Als Stefan sagte, dass er Abschied nehmen müsse, erschrak die alte Frau geradezu, tat verdrossen wie ein eigensinniges Kind. Als sie sich endlich nach verzweifeltem Widerstand gefügte hatte, wurde ihre Stimme wieder ganz weich. Sie nahm Stefans Hände, und ihre Finger glitten liebkosend mit der ganzen Ausdrucksfähigkeit einer Halbblinden an ihnen entlang bis zu den Gelenken, als wollten sie mehr von ihm wissen und sie ihm mehr Liebe sagen, als es Worte vermochten. »Du hast mir mit deinem Besuch eine große Freude gemacht«, begann sie von innen her mit einer aufgewühlten Gefühlsregung, die Stefan so schnell nicht vergessen wird. »Ich danke dir, dass du wieder einmal zu mir gekommen bist«, wie heiß in Tränen, wie strömend vor Dankbarkeit strahlten ihre Blicke ihn an. Ganz betäubt von diesem Gefühl tastete sich Stefan wieder die Treppe der Veranda hinunter.

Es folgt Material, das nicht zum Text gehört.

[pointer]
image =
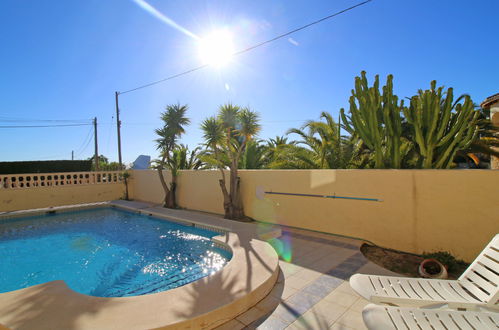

Eigentlich schämte er sich: da war er wie das Rotkäppchen in die Stube der lieben Großmutter getreten, hatte gedanklichen Kuchen und ideellen Wein mitgebracht. Was er aber mitnahm, war mehr, war Freude, war Dankbarkeit, war Großmut, war Liebe.
Schon stand er auf der Straße, schloss das Auto auf, da klappte oben ein Fenster, und er hörte seinen Namen rufen: in der Tat, die greise Frau wollte es sich nicht nehmen lassen, mit ihren halbblinden Augen ihm der Richtung nachzusehen, in der sie Stefan vermutete. Sie beugte sich weit vor, so dass der Enkel Angst bekam, sie stürze aus dem Fenster, winkte mit ihrer zarten Hand und rief mit der heiteren, aufgefrischten Stimme eines Mädchens: »Komm gut nach Hause, grüße deine Frau und vergiss deine alte Oma nicht!« Unvergesslich blieb ihm der Blick dieser silberfarbenen Greisin da am Fenster mit der unvergleichlichen Güte in den Augen.